その技術を結集しても解明できないとなると、それはもはや、真理に近いのでしょう。
「……それにご真祖は、たとえ心臓に杭を打たれても死なぬと聞く。永劫の絶対存在らしいぞ? 信じるか?」
決して死なない存在があるとは思えませんが、出鱈目な存在である吸血鬼ですから、あり得ないと言い切れないのが恐ろしいです。
ですがそうすると、例えば人が死に絶えてしまったら、真祖は死ぬことも出来ずに永劫を苦しむのでしょうか。
それとも、真祖というだけあって、人の生き血を啜らずとも生きられるのかもしれません。
あるいは、死んでしまってもまた生き返るような術を、持っているのかもしれません。
「……理不尽な吸血鬼の王たるお方ですからね。そうであっても可笑しくないのかもしれません」
「……そうか。ふふ、そうだな」
プリムローズは一瞬、何かを言いたげになりましたが、その気配はすぐに霧散しました。
疑問に思いましたが、それはあまりに儚かったので、気にしないことにいたします。
彼女は威圧的な雰囲気を和らげて、再びバラの園を見回しました。
私にとって背筋が冷えるような話が続きましたが、彼女の言うことには一理あるように思えます。そもそも領主などに納まって、吸血鬼が人の生死を握っていることを見逃すどころか推奨している立場なのですから、何も申せません。

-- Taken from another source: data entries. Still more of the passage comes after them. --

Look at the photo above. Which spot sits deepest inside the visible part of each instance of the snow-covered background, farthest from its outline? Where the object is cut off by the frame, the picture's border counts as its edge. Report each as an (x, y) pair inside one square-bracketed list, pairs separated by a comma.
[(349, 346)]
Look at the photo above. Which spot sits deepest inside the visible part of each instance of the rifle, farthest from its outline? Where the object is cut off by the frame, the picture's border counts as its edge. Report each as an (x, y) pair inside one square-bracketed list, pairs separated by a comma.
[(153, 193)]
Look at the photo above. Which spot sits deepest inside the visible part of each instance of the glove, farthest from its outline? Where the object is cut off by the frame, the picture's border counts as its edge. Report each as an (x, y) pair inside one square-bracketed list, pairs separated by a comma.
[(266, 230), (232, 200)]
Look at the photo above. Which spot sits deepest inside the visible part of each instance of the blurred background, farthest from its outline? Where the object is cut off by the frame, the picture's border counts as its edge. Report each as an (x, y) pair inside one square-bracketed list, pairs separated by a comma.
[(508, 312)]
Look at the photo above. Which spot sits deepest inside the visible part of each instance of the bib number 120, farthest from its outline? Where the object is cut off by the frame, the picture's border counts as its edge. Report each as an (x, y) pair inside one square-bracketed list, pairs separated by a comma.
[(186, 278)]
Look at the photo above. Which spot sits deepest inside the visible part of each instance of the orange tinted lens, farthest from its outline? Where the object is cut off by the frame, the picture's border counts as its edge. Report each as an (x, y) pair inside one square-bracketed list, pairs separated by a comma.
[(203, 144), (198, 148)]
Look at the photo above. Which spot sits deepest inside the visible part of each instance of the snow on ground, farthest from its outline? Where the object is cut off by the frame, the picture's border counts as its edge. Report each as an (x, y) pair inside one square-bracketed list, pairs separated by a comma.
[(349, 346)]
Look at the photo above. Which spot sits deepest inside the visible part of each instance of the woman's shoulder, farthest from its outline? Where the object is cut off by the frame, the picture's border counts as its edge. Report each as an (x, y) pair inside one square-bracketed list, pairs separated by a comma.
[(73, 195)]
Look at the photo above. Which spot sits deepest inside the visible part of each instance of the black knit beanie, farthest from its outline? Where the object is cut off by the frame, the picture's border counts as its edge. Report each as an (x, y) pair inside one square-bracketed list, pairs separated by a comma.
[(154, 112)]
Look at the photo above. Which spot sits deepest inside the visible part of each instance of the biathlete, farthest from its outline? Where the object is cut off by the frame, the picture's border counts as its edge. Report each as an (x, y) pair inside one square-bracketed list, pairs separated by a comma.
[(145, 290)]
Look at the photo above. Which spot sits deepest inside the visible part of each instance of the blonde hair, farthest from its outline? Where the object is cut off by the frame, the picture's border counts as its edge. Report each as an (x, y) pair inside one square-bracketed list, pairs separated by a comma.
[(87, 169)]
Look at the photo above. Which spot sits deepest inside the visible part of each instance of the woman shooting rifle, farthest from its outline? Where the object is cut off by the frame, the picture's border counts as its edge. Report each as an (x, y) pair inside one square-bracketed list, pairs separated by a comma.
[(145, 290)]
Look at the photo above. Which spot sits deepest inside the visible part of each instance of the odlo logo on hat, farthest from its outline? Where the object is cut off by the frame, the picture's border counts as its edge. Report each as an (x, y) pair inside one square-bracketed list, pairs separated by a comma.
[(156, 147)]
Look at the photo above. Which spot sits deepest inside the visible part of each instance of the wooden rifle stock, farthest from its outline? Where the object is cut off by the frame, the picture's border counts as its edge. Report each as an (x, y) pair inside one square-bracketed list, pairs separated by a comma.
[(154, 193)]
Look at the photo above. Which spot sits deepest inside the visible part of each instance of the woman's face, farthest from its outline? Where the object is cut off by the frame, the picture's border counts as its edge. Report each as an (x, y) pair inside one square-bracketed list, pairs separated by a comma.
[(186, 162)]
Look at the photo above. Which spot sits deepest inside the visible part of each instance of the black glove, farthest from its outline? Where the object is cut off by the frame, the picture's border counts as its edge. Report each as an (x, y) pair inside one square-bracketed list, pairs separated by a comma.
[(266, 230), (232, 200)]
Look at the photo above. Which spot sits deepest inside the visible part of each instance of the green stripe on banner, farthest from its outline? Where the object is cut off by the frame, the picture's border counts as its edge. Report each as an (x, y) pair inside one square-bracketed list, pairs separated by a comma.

こうしてそれを後ろめたく思うことこそ、可笑しいことなのです。
「卿は吸血鬼にあるまじきことに、吸血鬼に理解を示しながらも、根本からは受け入れてはいないように思える。吸血鬼でありながら、非常に人間臭いとも言えるな。それが危うく見えるのだ」
「……そうかも、しれません」
こうしてプリムローズと話していると、私はふと思い出す顔がありました。
ディートリンデです。最強の吸血鬼ハンターたるヘルシング家の者で、遊撃部隊の隊長。
彼女もどこか、プリムローズと似た憂いを背負った人でした。
人の上に立つ強者というものは、ディートリンデやプリムローズのように、毅然としつつもどこか甘い理想を捨て切れない者たちなのでしょうか。
それはきっとつらいでしょうに、なまじ強いばかりに、理想を追い求めることを止められないのでしょうか。
プリムローズも人に対して辛辣のようでしたが、その言葉のどこかに陰りがありました。
それを、人に対する哀れみだと思うのは、私の思い過ごしでしょうか。